Appropriately, we celebrated Monday night by inviting our neighbors to a party hosted by us, bring together the Thai and the farang, CouchSurfing style. When you party with CouchSurfers you get plate juggling lessons, dancing senior citizens, Thai language lessons, and cocktails made with Fanta and Sang Som for the neighbors. We learned more about our landlord and next door neighbor, Narong, who operates a t-shirt silk-screening company, and who built our home himself. He is a trained fine-artist and painter as well as carpenter and business owner. We learned that the names of his two friendly dogs who we've been playing all week are Mih-keé and Doh-dóh. We can stop calling them Dog and Dog-dog, but they seem just as happy with either name. We met the t-shirt shop employees and other Thais, as well as our friend from the internet cafe, Detlef and his wife. Detlef is a German expatriate and his wife it Thai. He has virtually donated his internet access as well as hardware to strengthen its signal around the campus.
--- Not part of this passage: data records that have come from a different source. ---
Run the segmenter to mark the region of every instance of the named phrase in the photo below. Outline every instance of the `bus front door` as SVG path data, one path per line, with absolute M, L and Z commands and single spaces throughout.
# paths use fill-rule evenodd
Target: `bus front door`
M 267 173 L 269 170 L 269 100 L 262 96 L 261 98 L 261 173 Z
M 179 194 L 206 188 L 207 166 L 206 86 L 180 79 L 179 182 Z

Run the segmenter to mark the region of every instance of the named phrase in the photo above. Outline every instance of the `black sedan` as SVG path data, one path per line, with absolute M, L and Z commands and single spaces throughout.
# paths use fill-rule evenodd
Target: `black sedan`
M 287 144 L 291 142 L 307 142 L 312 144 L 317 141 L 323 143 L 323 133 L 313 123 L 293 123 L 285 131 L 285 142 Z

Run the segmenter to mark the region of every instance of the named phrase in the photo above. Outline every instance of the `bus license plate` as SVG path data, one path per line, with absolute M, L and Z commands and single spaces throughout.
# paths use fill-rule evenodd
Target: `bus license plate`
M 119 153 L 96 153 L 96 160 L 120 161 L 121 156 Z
Today we welcomed the 9th Collective participant, Shonali from India. We were able to secure a special visa for her requiring nearly 30 pages of documentation from our lawyer in Thailand. We were rushed to get the paperwork done before Shonali's appointment with the Thai consulate and at the last minute our lawyer was locked out of his office and couldn't find an internet cafe in Bangkok with a working scanner to send us the documents. But Casey explained how he could use his digital camera and email the pages to Karon where we then used Photoshop magic to convert the photos into clearly readable pages, getting them emailed to India just hours before her appointment. I now know more about international PayPal procedures, international wire transfers, and Western Union foreign IP tracing policies than I ever could have imagined I would need to know when I was hired as General Manager of CouchSurfing last June.
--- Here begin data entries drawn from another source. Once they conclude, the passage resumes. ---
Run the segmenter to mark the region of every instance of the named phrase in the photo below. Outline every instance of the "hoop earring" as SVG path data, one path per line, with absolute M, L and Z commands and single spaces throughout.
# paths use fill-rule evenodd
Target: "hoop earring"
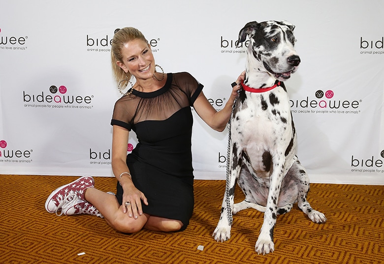
M 159 79 L 157 77 L 157 76 L 156 76 L 156 75 L 155 74 L 155 73 L 156 73 L 157 72 L 157 71 L 156 71 L 156 66 L 157 66 L 158 67 L 159 67 L 159 68 L 160 68 L 161 69 L 161 71 L 162 72 L 162 76 L 161 76 L 161 79 Z M 158 65 L 158 64 L 155 64 L 155 73 L 153 74 L 153 78 L 155 78 L 157 81 L 159 81 L 159 82 L 161 82 L 161 81 L 162 81 L 162 79 L 164 79 L 164 70 L 162 69 L 162 68 L 160 65 Z
M 130 84 L 130 87 L 131 87 L 130 91 L 128 94 L 127 94 L 127 95 L 129 95 L 129 94 L 132 93 L 132 91 L 133 90 L 133 84 L 132 83 L 132 82 L 130 81 L 130 80 L 129 80 L 128 79 L 128 76 L 126 77 L 126 78 L 124 80 L 122 80 L 119 82 L 119 84 L 117 85 L 117 89 L 119 90 L 119 91 L 120 92 L 120 93 L 123 95 L 127 94 L 127 93 L 124 93 L 122 91 L 122 90 L 123 89 L 123 86 L 122 86 L 121 88 L 120 87 L 120 85 L 121 85 L 122 83 L 123 83 L 123 82 L 126 82 L 126 85 L 125 88 L 127 87 L 127 86 L 128 85 L 128 83 L 129 83 Z

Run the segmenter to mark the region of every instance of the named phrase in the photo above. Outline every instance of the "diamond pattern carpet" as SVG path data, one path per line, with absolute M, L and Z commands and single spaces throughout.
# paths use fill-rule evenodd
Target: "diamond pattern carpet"
M 77 177 L 0 175 L 0 263 L 384 263 L 384 186 L 312 184 L 308 201 L 328 221 L 313 223 L 295 205 L 278 216 L 275 251 L 262 256 L 255 244 L 263 215 L 254 209 L 234 216 L 228 241 L 212 237 L 224 180 L 195 180 L 194 210 L 185 231 L 125 235 L 99 217 L 45 211 L 50 193 Z M 114 178 L 95 179 L 96 188 L 115 191 Z M 238 187 L 235 202 L 243 198 Z

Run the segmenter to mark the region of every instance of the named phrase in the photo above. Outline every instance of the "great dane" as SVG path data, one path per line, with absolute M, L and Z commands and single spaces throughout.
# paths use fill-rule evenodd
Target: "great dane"
M 230 120 L 226 191 L 213 236 L 230 237 L 232 214 L 252 207 L 264 212 L 256 242 L 258 254 L 274 250 L 273 230 L 278 214 L 293 204 L 313 222 L 324 223 L 323 214 L 307 201 L 309 178 L 295 154 L 296 135 L 283 81 L 300 62 L 294 49 L 295 26 L 287 21 L 247 23 L 238 43 L 248 36 L 245 77 Z M 245 200 L 234 205 L 236 181 Z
Other than a couple of close calls, I'm thrilled to report that everything is proceeding on schedule and according to plan. What's the plan? To build several sustainable volunteer expert teams to help us accomplish our mission of increasing intercultural awareness and tolerance by connecting people of diverse cultures.
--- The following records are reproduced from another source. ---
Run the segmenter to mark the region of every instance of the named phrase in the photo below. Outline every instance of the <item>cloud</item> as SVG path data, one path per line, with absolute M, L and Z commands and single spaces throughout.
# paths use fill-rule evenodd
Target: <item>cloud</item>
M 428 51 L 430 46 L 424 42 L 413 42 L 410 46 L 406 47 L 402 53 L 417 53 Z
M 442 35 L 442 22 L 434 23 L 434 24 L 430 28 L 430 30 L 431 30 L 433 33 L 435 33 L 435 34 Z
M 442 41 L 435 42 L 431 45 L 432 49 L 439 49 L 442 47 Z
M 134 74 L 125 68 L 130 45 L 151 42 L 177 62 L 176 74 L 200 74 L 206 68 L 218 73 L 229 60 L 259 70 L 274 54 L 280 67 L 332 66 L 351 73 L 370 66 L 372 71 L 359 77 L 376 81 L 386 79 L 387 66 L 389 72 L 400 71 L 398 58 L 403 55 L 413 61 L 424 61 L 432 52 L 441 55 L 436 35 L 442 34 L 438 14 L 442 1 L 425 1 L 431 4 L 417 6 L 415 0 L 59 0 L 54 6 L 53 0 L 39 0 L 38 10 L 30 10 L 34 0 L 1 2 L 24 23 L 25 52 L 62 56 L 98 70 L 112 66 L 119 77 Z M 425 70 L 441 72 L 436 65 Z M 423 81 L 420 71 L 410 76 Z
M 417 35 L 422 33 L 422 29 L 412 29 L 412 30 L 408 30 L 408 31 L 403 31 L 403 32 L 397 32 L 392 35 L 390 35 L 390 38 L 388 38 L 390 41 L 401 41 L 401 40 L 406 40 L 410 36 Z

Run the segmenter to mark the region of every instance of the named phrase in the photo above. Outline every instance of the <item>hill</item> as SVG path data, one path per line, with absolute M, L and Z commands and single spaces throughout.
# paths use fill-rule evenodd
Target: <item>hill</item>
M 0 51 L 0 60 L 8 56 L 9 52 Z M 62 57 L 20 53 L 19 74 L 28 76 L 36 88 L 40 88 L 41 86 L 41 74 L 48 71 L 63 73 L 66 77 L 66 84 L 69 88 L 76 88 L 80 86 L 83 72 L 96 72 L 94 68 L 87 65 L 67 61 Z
By the way, the hospital visit was minor injury (not mine) that is healing nicely. We have found a way to properly ground our outlets to avoid electrical shock, Narong fixed the flooding in the bathroom, we've found Thai food that no longer sends our chili-spice-intolerant Collective participants into convulsions (though I add the chili's back in), we've discovered that durian fruit will not split open even when thrown forcefully onto concrete from a second-story balcony, and I can report that the Thai people really are always smiling.